Иван Лазутин - Бабкин лазарет
После успешного прорыва, когда силы обоих фронтов перешли в стремительное наступление, наша гвардейская бригада поддерживала своими залпами наступающие войска. В один из жарких дней июля (в это время мы были уже на земле Западной Украины с ее хуторами и нетронутыми полями) ко мне подошел парторг батареи старшина Ольков и пригласил меня на беседу. Наш дивизион в этот день дислоцировался в лесу. Боевые машины были надежно замаскированы, над нами цвело, сияло голубое украинское небо. Уединившись на крохотной поляне, мы присели, закурили, и потекла неторопливая беседа. Старшина расспрашивал меня о семье, о братьях. Старший мой брат, офицер разведки, уже сложил голову на древней земле новгородской и похоронен в центре города Шимска, на площади перед разбитым вокзалом, на берегу реки Шелонь, что впадает в Ильмень-озеро.
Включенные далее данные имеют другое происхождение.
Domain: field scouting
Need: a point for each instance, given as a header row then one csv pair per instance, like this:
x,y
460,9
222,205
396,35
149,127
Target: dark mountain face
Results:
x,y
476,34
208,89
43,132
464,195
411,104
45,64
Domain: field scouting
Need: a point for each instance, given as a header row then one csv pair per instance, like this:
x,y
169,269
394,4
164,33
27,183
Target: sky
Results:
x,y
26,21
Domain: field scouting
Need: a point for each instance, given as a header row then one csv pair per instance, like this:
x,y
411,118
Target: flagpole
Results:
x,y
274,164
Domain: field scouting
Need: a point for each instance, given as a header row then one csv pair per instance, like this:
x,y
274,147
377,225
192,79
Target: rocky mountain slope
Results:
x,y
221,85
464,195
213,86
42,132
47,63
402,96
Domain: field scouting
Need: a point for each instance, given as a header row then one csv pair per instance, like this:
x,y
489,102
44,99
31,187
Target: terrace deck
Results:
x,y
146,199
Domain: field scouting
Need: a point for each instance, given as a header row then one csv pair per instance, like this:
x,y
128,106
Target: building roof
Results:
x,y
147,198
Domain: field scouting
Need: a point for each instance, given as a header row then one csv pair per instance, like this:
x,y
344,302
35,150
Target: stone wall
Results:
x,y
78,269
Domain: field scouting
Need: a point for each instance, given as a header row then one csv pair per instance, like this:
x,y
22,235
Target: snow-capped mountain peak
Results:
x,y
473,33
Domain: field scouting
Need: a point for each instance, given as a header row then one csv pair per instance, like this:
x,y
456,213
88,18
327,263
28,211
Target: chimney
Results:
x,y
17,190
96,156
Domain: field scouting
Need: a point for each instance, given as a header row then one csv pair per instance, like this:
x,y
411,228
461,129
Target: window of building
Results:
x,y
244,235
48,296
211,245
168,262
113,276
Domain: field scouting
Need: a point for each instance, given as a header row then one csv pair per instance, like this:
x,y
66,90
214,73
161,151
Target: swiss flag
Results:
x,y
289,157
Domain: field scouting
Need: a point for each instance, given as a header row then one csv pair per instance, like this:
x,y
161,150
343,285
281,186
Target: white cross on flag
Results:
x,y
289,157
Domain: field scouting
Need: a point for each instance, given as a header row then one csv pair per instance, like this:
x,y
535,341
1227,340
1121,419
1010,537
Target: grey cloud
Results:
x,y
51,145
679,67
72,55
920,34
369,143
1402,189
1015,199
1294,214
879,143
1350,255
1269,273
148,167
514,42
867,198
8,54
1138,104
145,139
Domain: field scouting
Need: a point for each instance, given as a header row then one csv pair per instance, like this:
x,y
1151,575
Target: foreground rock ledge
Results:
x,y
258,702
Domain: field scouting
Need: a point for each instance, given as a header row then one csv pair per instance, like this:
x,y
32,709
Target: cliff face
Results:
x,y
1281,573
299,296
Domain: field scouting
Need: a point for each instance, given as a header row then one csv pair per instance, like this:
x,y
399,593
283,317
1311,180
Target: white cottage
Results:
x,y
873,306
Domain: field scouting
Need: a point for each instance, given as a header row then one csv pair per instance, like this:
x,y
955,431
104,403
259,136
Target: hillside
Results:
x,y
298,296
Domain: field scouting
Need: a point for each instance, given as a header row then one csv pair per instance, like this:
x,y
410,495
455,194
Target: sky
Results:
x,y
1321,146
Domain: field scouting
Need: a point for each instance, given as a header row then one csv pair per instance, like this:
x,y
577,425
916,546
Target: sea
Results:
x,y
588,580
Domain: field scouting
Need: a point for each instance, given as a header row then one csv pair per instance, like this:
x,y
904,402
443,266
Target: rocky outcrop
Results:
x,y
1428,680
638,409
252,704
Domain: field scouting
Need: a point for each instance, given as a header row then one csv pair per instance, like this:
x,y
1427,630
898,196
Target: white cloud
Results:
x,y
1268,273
Парторгу было лет около тридцати. Было в его лице, в разрезе черных глаз что-то монгольское, восточное, хотя и имя, и фамилия, и отчество — все было славянское. И нам, попавшим на войну в восемнадцать-девятнадцать лет, казалось, что те, кому уже под тридцать, старые люди. Это сейчас, когда подступивший шестой десяток не только посеребрил виски, но и поземкой прошелся по всей редеющей шевелюре, о которую в былые годы ломались расчески, видишь, как еще молоды те, кому под тридцать и даже сорок. А тогда нам, наивным, целомудренным, пока еще не успевшим поцеловать свою тайную любовь, казалось: если мужчина женат, да у него к тому же есть сын или дочь, то это уже дядя почтенного возраста.
Вот таким уже «пожилым» человеком, который брился каждое утро, казался нам парторг батареи. Речь его была степенная, неторопливая, только в черных глазах, где-то в глубине зрачков, нет-нет да и вспыхивали огоньки характера волевого и сильного.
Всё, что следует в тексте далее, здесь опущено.